Beau langage
Si vous êtes de ceux qui perdez votre temps à lire mes élucubrations – sans doute le seul moyen que vous avez trouvé pour gagner quelques indulgences susceptibles de vous ouvrir les portes du paradis –, vous connaissez déjà mon goût pour le beau langage : celui de notre époque.
Mais comme je vous sens frémir d’appréhension, voire d’horreur, je vous rassure, je ne vais pas aujourd’hui m’essuyer les pieds sur les mots et expressions qui ont ma faveur, appart’, copine, p’tit déj’, incontournable, teuf, voilà !, bon ben faut qu’j’y aille, en fait, c’est vrai que et autres film-culte. Il faut préciser que, ce matin, je me suis réveillé de bonne humeur, et je tiens à ce que cet état très provisoire soit contagieux.
Voilà pourquoi je vous ferai part d’un détail qui m’a frappé hier, alors que je sortais du cinéma (de toute façon, je suis TOUJOURS en train de sortir d’un cinéma, quand je ne suis pas en train d’y entrer).
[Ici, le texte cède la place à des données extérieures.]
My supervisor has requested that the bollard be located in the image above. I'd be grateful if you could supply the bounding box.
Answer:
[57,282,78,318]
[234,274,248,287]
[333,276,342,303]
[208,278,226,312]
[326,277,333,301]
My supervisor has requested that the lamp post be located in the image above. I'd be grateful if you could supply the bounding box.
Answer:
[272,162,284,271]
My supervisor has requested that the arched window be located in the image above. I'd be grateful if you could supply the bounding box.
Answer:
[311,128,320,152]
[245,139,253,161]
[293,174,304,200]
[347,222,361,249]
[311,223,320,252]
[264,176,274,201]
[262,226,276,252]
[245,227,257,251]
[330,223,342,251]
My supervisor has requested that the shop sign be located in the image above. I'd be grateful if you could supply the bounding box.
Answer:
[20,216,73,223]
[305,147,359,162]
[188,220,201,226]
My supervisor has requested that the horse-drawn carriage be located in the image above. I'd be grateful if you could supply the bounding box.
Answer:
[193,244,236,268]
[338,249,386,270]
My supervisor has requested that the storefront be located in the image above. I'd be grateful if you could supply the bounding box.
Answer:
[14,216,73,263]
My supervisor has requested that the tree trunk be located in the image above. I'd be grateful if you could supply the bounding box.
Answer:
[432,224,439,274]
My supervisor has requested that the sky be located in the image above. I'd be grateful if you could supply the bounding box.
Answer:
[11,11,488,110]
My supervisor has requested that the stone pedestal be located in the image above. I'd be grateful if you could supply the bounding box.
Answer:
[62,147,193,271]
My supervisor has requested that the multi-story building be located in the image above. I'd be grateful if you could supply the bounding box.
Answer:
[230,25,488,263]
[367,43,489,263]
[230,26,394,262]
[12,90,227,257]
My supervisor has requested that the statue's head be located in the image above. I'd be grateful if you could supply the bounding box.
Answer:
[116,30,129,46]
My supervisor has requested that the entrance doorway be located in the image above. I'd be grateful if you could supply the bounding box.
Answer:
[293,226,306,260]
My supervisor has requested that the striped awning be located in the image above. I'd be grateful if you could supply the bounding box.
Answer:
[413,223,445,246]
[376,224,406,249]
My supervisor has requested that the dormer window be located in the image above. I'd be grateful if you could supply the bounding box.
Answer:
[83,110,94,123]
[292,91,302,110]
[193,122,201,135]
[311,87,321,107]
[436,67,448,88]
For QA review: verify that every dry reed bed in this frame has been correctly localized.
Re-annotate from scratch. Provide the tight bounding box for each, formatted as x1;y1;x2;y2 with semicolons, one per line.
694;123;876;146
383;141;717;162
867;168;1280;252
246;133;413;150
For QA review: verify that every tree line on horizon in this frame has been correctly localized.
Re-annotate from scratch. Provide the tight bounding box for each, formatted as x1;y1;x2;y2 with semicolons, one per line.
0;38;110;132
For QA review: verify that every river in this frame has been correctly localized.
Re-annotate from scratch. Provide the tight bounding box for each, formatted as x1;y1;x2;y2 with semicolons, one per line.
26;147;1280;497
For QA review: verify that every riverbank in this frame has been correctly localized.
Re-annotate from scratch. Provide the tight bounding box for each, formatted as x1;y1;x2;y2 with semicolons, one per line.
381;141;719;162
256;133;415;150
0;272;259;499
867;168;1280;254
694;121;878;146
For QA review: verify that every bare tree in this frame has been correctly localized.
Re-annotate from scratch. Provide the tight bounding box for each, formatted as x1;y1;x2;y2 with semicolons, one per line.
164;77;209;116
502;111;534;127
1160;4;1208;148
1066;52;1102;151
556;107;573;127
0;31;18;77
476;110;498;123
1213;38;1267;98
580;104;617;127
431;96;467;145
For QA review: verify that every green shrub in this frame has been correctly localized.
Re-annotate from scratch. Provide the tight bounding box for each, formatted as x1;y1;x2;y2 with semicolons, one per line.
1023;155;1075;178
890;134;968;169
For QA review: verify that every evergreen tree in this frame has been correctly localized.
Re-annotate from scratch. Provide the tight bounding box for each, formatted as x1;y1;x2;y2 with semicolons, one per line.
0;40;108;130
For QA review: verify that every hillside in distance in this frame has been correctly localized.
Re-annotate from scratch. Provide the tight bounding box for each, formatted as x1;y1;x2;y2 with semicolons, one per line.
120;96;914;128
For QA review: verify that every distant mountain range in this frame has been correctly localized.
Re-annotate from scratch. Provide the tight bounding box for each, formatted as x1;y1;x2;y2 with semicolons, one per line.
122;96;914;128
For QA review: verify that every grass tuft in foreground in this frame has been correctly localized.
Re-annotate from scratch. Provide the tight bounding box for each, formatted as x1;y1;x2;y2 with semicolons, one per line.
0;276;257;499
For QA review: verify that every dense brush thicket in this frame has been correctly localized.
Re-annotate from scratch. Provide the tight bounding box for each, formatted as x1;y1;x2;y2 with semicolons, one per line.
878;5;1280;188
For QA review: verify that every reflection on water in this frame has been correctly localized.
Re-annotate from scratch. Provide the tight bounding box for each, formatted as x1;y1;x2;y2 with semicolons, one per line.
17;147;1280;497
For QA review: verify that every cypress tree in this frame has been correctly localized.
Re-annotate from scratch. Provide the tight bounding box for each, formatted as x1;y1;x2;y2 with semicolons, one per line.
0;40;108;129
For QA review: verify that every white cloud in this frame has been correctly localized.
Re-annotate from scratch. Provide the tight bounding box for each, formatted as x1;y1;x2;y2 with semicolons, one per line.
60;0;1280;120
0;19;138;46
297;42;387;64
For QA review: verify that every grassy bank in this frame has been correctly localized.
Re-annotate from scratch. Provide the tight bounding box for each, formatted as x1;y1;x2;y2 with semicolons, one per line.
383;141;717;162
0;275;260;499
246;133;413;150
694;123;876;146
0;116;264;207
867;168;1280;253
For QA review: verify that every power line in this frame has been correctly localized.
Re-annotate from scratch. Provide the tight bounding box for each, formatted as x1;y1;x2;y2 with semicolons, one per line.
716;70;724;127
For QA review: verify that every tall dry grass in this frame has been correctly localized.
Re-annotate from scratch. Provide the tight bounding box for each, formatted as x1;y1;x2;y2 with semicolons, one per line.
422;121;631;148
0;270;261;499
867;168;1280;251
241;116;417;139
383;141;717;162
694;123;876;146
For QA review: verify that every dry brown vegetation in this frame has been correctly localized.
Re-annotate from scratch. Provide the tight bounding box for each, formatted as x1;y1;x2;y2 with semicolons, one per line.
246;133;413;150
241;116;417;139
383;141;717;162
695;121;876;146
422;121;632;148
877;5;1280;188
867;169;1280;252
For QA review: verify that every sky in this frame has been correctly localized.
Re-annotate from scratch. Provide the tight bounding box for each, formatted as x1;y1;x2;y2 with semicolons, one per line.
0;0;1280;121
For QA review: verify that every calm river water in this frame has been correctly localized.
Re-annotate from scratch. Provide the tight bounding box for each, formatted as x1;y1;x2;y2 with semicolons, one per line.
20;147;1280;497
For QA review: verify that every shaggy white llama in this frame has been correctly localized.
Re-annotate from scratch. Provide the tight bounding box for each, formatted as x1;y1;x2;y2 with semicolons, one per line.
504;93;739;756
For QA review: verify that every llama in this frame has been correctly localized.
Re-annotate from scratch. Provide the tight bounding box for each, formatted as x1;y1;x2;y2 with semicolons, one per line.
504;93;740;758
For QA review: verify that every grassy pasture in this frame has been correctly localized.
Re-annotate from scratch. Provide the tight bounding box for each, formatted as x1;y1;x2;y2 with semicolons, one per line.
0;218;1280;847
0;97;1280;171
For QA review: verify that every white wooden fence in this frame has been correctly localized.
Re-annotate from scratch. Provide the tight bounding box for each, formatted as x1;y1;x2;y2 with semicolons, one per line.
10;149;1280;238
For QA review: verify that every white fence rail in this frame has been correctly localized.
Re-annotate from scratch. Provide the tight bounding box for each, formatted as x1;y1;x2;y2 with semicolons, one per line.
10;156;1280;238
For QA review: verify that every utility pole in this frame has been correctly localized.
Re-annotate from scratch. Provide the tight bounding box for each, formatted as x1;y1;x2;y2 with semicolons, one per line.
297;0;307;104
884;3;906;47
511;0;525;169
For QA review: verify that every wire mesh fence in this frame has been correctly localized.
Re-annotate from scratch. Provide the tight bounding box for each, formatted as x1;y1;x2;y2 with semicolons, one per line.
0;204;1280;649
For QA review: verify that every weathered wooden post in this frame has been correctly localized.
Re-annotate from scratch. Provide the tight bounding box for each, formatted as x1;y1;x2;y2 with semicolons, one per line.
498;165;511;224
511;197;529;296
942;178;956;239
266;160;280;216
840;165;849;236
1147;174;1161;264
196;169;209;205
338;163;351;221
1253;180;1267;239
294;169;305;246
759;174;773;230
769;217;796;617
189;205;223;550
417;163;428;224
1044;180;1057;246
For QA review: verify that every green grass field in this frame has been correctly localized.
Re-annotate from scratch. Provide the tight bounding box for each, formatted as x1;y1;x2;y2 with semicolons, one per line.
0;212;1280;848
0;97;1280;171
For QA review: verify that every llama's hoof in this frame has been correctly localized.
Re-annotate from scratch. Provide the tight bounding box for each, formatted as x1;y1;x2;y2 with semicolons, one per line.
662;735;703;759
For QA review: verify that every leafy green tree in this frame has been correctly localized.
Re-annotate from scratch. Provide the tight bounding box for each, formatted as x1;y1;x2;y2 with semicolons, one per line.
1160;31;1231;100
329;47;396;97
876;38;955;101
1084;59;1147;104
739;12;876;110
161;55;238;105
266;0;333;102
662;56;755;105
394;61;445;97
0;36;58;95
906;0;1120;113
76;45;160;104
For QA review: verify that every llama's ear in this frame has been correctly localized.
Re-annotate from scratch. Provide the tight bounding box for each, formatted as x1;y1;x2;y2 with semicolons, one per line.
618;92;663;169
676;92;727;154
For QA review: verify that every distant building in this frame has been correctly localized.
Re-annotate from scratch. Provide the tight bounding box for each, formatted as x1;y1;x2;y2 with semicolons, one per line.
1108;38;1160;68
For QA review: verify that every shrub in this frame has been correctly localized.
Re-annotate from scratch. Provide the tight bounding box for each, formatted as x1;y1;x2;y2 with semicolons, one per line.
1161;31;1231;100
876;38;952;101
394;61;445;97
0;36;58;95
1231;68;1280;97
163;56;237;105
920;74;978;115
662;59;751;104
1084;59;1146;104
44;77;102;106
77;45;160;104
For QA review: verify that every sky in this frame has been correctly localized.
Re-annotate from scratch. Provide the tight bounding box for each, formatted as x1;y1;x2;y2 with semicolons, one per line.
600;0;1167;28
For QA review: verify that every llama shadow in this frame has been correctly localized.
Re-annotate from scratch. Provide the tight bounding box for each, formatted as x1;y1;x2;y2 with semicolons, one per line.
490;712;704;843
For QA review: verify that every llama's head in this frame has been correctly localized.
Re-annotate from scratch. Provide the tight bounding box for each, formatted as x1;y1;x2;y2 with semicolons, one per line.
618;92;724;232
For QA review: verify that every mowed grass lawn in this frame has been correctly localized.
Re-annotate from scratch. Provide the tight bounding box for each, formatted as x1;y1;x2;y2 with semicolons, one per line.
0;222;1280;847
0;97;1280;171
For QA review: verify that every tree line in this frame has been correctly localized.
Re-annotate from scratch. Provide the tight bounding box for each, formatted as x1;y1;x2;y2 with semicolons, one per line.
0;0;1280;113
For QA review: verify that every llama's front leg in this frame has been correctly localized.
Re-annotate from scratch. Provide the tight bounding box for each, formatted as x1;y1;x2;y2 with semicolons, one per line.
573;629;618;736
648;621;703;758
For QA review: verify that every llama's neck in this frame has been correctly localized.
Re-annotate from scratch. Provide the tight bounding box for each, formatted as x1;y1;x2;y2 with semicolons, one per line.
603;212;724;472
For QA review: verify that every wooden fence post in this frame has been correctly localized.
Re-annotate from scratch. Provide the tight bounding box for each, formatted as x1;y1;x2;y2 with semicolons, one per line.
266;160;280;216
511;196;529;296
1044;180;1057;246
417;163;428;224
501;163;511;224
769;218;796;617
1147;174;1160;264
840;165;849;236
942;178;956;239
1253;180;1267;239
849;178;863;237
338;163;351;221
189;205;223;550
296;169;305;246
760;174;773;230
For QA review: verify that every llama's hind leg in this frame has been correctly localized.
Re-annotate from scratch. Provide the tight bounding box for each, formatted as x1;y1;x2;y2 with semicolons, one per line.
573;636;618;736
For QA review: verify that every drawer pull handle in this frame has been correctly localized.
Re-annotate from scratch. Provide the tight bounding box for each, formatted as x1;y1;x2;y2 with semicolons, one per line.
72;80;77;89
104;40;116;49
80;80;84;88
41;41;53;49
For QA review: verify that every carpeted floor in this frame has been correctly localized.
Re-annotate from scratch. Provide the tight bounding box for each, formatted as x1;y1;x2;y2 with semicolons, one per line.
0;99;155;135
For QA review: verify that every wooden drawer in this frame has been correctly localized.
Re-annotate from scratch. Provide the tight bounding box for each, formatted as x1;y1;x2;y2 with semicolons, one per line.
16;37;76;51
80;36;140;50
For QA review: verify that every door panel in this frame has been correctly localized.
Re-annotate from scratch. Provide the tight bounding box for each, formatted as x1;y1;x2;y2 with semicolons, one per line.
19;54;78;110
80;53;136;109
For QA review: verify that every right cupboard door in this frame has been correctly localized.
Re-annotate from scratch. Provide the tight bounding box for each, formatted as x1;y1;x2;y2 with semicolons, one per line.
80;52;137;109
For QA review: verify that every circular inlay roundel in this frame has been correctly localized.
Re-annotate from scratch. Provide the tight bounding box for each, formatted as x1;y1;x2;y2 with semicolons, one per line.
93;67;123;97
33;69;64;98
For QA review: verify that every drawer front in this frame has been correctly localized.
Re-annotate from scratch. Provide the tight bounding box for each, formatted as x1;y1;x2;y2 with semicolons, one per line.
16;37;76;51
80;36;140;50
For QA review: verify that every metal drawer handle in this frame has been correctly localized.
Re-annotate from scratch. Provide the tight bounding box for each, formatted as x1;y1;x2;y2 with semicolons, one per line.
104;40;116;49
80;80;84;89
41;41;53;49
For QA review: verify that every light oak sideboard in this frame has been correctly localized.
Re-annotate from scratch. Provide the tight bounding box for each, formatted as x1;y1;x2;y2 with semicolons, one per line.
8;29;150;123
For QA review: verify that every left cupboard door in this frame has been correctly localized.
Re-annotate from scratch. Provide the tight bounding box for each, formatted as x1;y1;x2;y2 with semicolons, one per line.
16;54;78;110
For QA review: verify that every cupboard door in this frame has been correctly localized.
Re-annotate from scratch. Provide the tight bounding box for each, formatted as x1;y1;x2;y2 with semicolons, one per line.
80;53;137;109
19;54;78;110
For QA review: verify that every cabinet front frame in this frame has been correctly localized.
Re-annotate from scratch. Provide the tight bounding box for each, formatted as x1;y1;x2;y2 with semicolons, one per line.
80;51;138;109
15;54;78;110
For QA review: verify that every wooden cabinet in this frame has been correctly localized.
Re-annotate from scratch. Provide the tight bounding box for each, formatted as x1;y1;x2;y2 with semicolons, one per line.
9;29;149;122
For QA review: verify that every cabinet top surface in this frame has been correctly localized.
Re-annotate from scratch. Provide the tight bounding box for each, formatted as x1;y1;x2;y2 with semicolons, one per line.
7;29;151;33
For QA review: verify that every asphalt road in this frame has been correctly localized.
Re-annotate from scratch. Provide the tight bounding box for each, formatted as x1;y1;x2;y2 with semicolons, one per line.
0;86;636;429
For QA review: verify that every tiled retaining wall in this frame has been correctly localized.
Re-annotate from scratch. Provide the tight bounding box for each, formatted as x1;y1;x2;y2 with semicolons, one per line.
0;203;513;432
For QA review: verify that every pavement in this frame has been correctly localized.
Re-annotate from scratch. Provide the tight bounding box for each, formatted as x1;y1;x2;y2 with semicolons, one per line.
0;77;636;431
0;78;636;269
Et comme cela se passait au Forum des Halles, actuellement dévasté par les améliorations qu’a décidées tout seul ce grand démocrate qu’est Bertrand Delanoë, je me suis trouvé nez à nez avec un escalator en panne. Oh pardon ! Avec un escalator en maintenance. Eh oui, vous l’avez remarqué vous aussi, il est de nos jours très mal vu d’utiliser des expressions négatives, et répandre le bruit qu’un escalator est « en panne », c’est quasiment du défaitisme et une insulte à la classe ouvrière. Or la gauche au pouvoir fait régner une telle terreur qu’un simple mot déplacé peut vous valoir une garde à vue dans les geôles vallso-taubiriennes qui font notre renom dans l’Europe entière.
Peu à peu s’est ainsi instauré ce pli de ne plus dire les choses simplement et directement. Je l’ai déjà signalé récemment, dans les bureaux, on ne vous dit plus d’attendre, mais de patienter, en précisant opportunément « Merci de patienter » (remercier par avance, c’est absurde, mais généralisé). Les gens qu’on interroge ne refusent plus de répondre aux questions gênantes, ils ne souhaitent pas répondre. Et vous êtes priés de ne plus vous retrouver au chômage, il faut à présent être en recherche d’emploi ! À ce propos, notez qu’on ne vous propose plus d’emplois précaires, encore moins des sièges éjectables, mais uniquement des contrats à durée déterminée (en abrégé, CDD) – sachant que cette « durée déterminée » n’est pas faite pour durer, justement –, que nécessitent les redéploiements des entreprises.
Comme l’a dit Desproges, « Nous vivons en un temps où l’on a résolu tous les problèmes en appelant un chat “un chien” ».